The study predicts that in a best-case scenario, industry revenue will not recover to pre-COVID levels until 2023-2024, and only with further emergency financial supports considering how new musicians are unable to promote their work, which in the past was mostly through concerts.  

While the study groups independent music as a whole the pandemic (and events that occurred during Covid) have highlighted the need for the industry to improve access to different voices. Anecdotal evidence suggests that many Black, Indigenous and People of Colour have not seen the same funding support as the rest of their peers – both as artists and as music industry entrepreneurs. Most worrisome for the industry, between the variable funding levels at the Canada Music Fund, the potential reforms to the Copyright Act, and the recently introduced Broadcasting Act legislation (Bill C-10), there is uncertainty surrounding how Canadian independent music companies will be supported as they recover from the pandemic. 

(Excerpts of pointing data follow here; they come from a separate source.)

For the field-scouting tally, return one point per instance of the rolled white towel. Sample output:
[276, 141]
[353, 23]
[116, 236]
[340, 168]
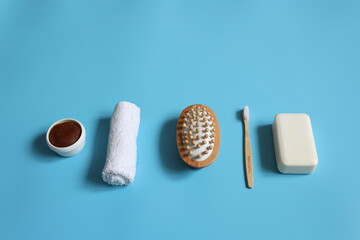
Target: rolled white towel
[120, 165]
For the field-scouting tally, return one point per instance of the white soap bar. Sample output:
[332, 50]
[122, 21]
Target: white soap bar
[294, 143]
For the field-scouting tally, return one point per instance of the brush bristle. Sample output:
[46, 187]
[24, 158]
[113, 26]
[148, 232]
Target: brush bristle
[198, 133]
[246, 113]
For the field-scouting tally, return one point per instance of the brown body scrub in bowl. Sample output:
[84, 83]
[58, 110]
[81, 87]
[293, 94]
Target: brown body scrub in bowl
[66, 137]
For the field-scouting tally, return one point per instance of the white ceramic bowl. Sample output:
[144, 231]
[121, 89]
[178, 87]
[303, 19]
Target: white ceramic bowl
[72, 149]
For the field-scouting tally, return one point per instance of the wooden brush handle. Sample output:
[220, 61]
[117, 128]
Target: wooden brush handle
[248, 158]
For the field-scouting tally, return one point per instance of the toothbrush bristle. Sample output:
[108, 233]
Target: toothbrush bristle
[246, 113]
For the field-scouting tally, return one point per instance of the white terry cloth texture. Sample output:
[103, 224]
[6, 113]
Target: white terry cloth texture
[120, 165]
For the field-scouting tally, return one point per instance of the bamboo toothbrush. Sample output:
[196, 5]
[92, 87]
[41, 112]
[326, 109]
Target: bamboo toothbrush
[248, 157]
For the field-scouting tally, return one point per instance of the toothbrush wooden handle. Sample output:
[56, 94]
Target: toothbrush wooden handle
[248, 158]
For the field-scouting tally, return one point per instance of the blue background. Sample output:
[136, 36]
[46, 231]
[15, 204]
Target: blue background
[77, 59]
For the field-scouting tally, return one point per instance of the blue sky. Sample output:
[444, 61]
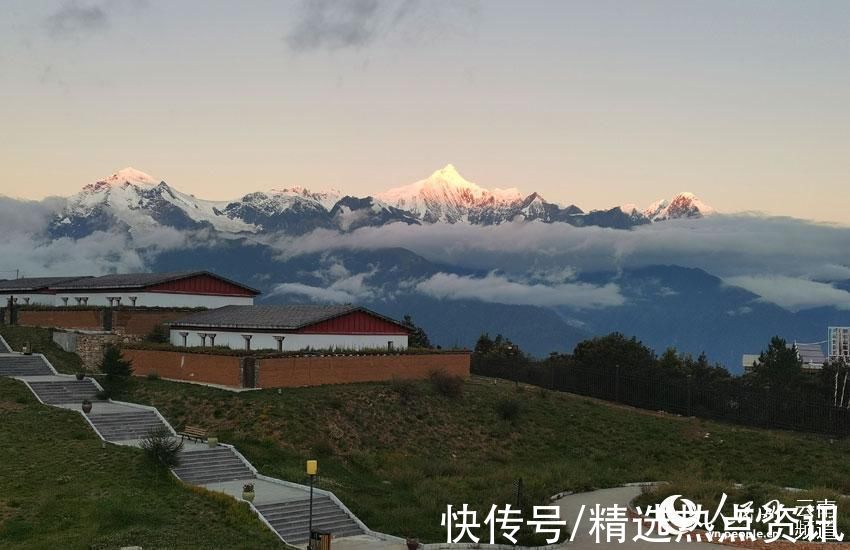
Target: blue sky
[594, 103]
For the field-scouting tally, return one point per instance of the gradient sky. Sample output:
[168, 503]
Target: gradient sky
[595, 103]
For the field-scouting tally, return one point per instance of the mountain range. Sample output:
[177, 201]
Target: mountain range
[463, 259]
[133, 200]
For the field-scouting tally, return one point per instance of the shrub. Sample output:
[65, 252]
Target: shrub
[158, 335]
[447, 384]
[161, 447]
[407, 390]
[508, 409]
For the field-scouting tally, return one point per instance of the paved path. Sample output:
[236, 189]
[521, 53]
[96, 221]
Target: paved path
[571, 505]
[280, 504]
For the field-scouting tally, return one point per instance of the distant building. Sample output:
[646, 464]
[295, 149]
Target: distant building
[290, 328]
[838, 343]
[811, 355]
[182, 289]
[31, 290]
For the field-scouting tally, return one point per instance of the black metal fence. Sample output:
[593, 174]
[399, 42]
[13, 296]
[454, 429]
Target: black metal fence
[726, 401]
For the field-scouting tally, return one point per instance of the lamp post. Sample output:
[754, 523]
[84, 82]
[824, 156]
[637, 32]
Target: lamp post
[312, 469]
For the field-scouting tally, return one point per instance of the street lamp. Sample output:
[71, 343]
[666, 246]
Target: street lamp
[312, 470]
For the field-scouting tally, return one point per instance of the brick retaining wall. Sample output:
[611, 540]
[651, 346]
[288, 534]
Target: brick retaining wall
[193, 367]
[289, 372]
[84, 319]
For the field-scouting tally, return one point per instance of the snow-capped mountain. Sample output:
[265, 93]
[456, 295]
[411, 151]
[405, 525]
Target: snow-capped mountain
[683, 205]
[448, 197]
[135, 201]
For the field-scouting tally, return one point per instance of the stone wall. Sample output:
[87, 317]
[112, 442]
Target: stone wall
[288, 372]
[90, 346]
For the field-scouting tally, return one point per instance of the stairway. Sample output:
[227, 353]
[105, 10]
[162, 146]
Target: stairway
[65, 391]
[291, 519]
[212, 465]
[123, 426]
[24, 365]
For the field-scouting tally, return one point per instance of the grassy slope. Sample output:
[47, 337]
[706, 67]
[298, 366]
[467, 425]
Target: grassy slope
[398, 464]
[60, 489]
[41, 340]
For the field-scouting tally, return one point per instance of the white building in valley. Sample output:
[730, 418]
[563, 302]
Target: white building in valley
[290, 328]
[181, 289]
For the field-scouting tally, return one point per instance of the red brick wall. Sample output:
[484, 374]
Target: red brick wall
[288, 372]
[194, 367]
[88, 319]
[140, 323]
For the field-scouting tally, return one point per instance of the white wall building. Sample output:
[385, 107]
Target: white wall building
[199, 289]
[290, 328]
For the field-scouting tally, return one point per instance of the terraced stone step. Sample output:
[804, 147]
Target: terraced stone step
[211, 466]
[126, 425]
[24, 365]
[292, 519]
[66, 391]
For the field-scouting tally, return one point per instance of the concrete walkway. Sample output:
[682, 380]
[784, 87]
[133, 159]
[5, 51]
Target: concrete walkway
[219, 468]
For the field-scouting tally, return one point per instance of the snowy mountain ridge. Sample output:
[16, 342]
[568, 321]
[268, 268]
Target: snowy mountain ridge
[137, 201]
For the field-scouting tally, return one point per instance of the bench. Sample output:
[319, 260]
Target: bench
[193, 432]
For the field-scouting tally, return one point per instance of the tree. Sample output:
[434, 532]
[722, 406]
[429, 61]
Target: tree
[614, 350]
[779, 366]
[417, 337]
[484, 345]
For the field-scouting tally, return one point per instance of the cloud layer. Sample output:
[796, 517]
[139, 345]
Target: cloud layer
[793, 293]
[755, 252]
[501, 290]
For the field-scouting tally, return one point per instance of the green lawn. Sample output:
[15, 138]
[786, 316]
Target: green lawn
[60, 489]
[397, 463]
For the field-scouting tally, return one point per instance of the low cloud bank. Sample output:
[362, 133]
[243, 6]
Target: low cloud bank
[499, 289]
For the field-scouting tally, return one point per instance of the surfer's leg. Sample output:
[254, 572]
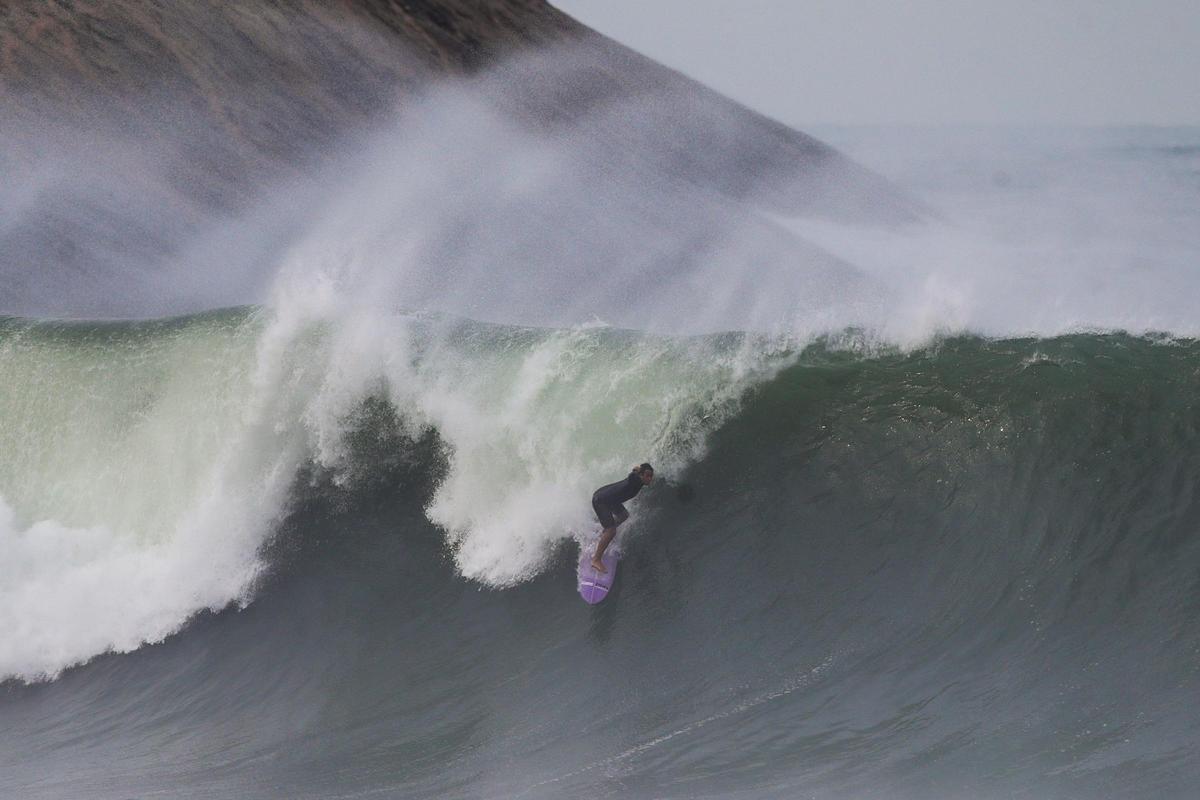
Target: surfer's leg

“If real support is not made available to music creators, Canadian music may not recover. Not only do we have an obligation to protect Canadian music as a voice for our country and as one of our proudest forms of cultural expression, but we also have a responsibility to support the hard-working Canadians who work in this industry. This is their livelihood, and it has been devastated,” says CIMA Board Chair and co-owner/president of Sonic Unyon Records, Tim Potocic.

As part of the Nordicity report, CIMA includes several recommendations for additional support that can back the independent music industry as it recovers from the COVID-19 pandemic. Among the recommendations:

·Extending and enhancing the Canada Music Fund’s Annual and Supplemental Funding

·Increasing flexibility in how funding is disbursed

·Enhancing financial and technical support for audience development

·Providing wage support for workers in the Canadian music sector

·Creating tailored financing for underrepresented groups; and

·Enhancing support for online training for new and emerging music professionals.

“We are asking the government to consider that without such support, ‘the band cannot play on,’” says board director and president/founder of Aporia Records Gord Dimitrieff. “Every day, more music creators and their representatives are losing their livelihoods and there is nowhere else for them to go. This thriving and dynamic Canadian music industry that we are so proud of is quickly eroding, and without speedy action, it will be years before it can even begin to recover.”

Every Canadian artist who is now a household name started as a independent, trying to make a name for themselves.  We can’t allow a pandemic to wipe our a generation of Canadian talent.  Support local and support indie.